La Plata and Montezuma county residents are a step closer to receiving Denver television stations, at least if they receive their signal through a satellite provider.
The Federal Communications Commission issued a memorandum opinion and order Thursday upholding a 2017 ruling that largely grants La Plata County’s petition to receive satellite broadcasts of Denver stations KDVR-TV, the Fox affiliate; KCNC-TV, the CBS affiliate; KMGH-TV, the ABC affiliate; and KUSA-TV, the NBC affiliate.
“This has been an issue for 30 years, so of course, we’re ecstatic that we’re able to bring statewide Denver TV to our community and to connect this corner of the state to the rest of the state,” said La Plata County Commissioner Gwen Lachelt.
Lachelt said receiving Denver stations is important to inform residents about ballot issues, statewide candidates and other political issues that affect their lives.
“I can’t tell you how many young people think the governor of New Mexico is their governor because that’s the television we receive,” she said.
Lachelt said legislation by U.S. Sen. Michael Bennet and former U.S. Sen. Mark Udall was crucial in helping the county lose its “orphan” television market status, given to areas that are limited to out-of-state stations by default.
Bennet, in a joint news release with U.S. Sen. Cory Gardner, R-Colo., and U.S. Rep. Scot Tipton, R-Cortez, said, “Whether it’s a severe weather alert or catching a Broncos game, it’s common sense that people living in Colorado should have access to content from their own state. For nearly 10 years, we have worked with Montezuma and La Plata counties, Denver broadcasters and satellite providers to bring Denver broadcasts to the Four Corners region, and today’s decision by the FCC puts us one step closer to a resolution.”
Megan Graham, spokeswoman for La Plata County, cautioned that the decision doesn’t mean satellite customers will be able to turn on their televisions tomorrow for 24/7 coverage from Denver stations.
Instead, the order directs satellite providers and Denver stations to work out technical details of bringing Denver TV to areas as their main local stations.
Colorado Attorney General Phil Weiser said that as a communication lawyer, he had taken a special interest in La Plata and Montezuma counties’ orphan status.
“In visiting areas of Colorado, this came up as a particular concern for Southwest Colorado that for too long has been unable to receive television coverage of the state’s relevant cultural, political, social and, yes, sports issues,” Weiser said.
In a visit to Washington in March, Weiser said he made a point of visiting the FCC to press for action on La Plata County’s petition to receive Denver TV.
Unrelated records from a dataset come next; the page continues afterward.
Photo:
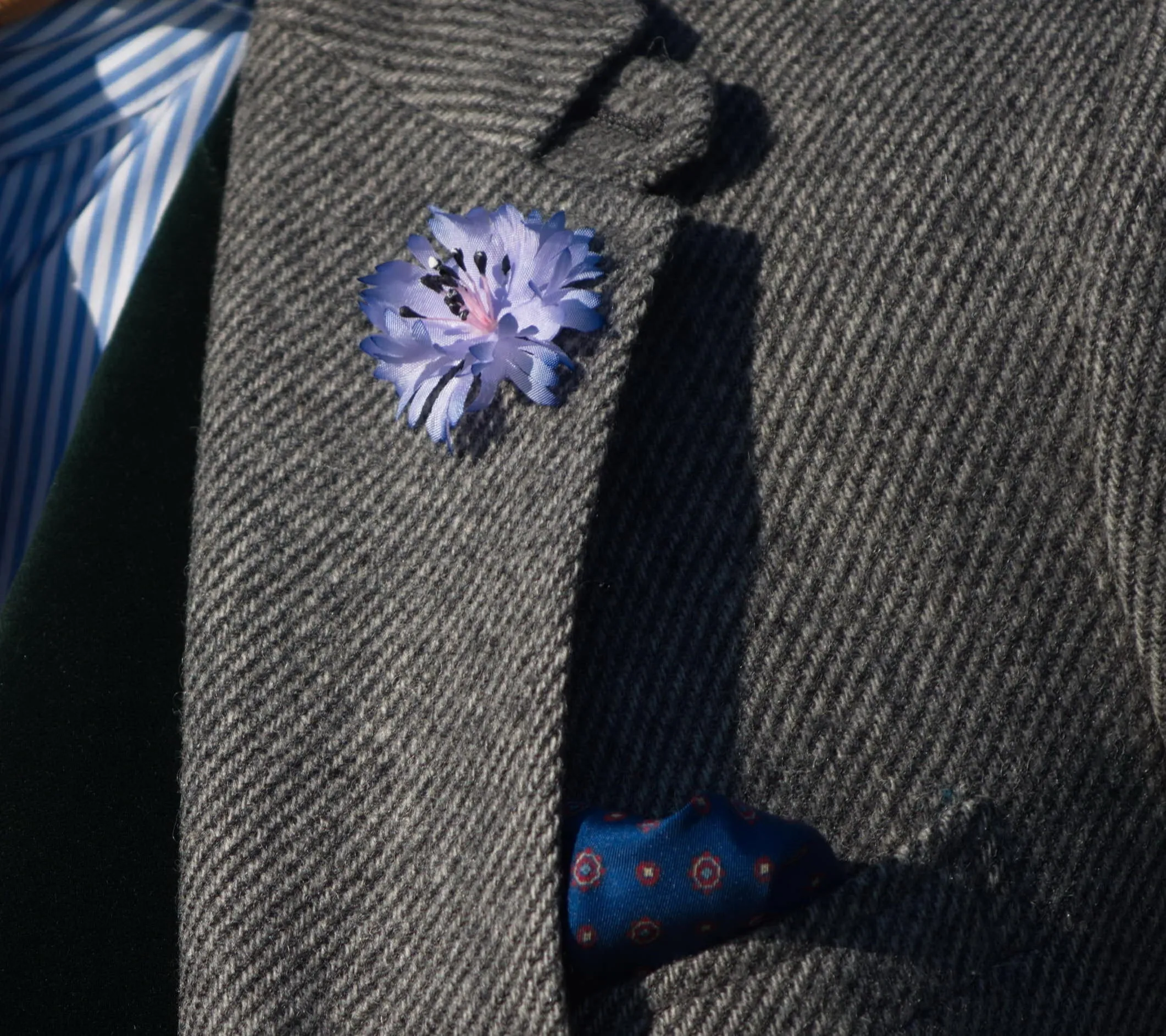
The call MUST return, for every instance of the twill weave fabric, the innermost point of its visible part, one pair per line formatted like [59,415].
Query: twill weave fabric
[855,512]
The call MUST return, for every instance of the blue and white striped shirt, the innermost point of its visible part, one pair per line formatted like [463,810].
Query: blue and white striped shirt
[101,108]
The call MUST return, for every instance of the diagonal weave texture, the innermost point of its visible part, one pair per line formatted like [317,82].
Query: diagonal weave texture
[855,516]
[338,713]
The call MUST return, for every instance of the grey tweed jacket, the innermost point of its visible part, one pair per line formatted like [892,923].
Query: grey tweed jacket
[856,510]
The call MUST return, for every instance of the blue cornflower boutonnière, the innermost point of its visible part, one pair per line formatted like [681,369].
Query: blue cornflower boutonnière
[489,311]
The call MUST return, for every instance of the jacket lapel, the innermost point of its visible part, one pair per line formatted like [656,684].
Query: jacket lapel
[378,633]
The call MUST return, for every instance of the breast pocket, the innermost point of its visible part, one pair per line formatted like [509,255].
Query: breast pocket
[937,939]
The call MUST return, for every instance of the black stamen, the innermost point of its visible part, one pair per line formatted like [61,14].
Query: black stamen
[455,302]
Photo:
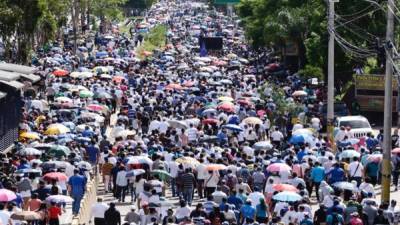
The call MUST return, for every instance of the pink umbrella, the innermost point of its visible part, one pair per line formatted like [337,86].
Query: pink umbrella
[278,167]
[7,195]
[375,158]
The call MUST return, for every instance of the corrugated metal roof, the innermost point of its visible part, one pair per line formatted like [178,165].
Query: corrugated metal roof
[8,76]
[17,68]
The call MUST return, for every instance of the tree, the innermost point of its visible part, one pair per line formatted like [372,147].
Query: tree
[275,22]
[106,10]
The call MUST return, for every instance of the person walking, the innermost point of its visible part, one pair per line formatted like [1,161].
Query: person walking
[98,210]
[122,184]
[77,186]
[113,215]
[54,213]
[189,182]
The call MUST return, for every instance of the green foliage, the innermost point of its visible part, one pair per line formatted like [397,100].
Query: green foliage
[155,39]
[107,9]
[311,72]
[274,22]
[139,4]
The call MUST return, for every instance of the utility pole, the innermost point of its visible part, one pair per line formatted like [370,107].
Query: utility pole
[387,122]
[331,72]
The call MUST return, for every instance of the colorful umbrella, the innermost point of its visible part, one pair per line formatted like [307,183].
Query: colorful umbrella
[55,176]
[174,87]
[284,187]
[135,172]
[85,94]
[299,93]
[29,135]
[302,131]
[263,145]
[57,128]
[7,195]
[226,106]
[118,79]
[233,127]
[137,160]
[59,199]
[225,99]
[210,121]
[188,161]
[215,167]
[348,154]
[287,196]
[30,151]
[162,174]
[59,150]
[60,73]
[278,167]
[396,150]
[96,108]
[345,185]
[178,124]
[26,216]
[375,158]
[252,120]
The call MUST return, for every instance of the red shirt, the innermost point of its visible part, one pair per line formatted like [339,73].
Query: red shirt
[54,212]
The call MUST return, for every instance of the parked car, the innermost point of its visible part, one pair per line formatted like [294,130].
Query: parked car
[360,125]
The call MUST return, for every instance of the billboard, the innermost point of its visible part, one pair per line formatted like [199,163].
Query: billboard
[370,92]
[372,82]
[220,2]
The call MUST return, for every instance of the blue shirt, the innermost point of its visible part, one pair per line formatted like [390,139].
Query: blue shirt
[248,211]
[318,174]
[234,200]
[78,185]
[260,212]
[301,154]
[337,174]
[92,152]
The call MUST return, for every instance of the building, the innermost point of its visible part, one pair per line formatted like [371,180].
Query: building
[13,79]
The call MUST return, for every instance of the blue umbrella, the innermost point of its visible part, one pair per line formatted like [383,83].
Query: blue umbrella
[287,196]
[297,139]
[233,127]
[348,154]
[101,54]
[209,111]
[344,186]
[135,172]
[263,145]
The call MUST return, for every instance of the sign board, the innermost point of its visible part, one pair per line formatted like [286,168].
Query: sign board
[372,82]
[221,2]
[369,92]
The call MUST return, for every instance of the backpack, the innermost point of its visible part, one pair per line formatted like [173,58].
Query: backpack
[230,181]
[335,220]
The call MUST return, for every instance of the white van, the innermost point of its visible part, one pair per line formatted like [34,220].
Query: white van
[359,125]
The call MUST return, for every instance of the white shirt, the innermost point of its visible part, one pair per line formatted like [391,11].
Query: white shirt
[192,134]
[367,187]
[201,172]
[4,217]
[355,169]
[121,178]
[255,198]
[173,168]
[99,209]
[276,136]
[212,180]
[182,212]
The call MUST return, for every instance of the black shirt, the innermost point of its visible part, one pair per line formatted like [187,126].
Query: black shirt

Albuquerque television stations had asked for a review of the county’s petition to receive Denver TV, but Thursday’s order largely supports granting La Plata and Montezuma county residents access to Denver broadcast stations through satellite providers.
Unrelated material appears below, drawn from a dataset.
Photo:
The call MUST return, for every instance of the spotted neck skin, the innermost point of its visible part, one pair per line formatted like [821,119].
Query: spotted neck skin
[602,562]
Graham noted the order applies only to satellite providers and does not affect traditional cable TV providers.
Tipton called the news a positive step and added, “I applaud the FCC’s decision to expedite the process of bringing Colorado TV to residents in Southwest Colorado. It is well past time that this issue be resolved. I look forward to continued engagement with all parties involved in this issue until all Coloradans have the ability to watch their local news, weather and sports.”
Gardner said he has worked to bring Denver TV to Southwest Colorado throughout his tenure in the U.S. House.
“For too long, many Coloradans living in the Four Corners region have not been able to get Colorado news, weather, sports and critical emergency information, and it’s about time we fix this once and for all,” Gardner said in a joint news release issued by the congressional delegation. “Today’s announcement is positive, but there is more work to be done, and I will continue to work with the interested stakeholders to resolve this issue as quickly as possible.”
La Plata County was the first county in the United States to submit a market modification petition.
In a news release on the FCC action, Karen Modlin, a spokeswoman for DISH Network, called it great news for La Plata County satellite customers. Modlin added the advocacy of Tipton, Bennet, Gardner and Weiser was key in bringing about Thursday’s FCC decision.
Weiser said he will watch the next steps in the process and will try to ensure Denver television stations and satellite providers “finalize agreements to make this a reality.”
“I am going to stay on this,” Weiser said. “I know it is an issue of great importance to residents of La Plata and Montezuma counties.”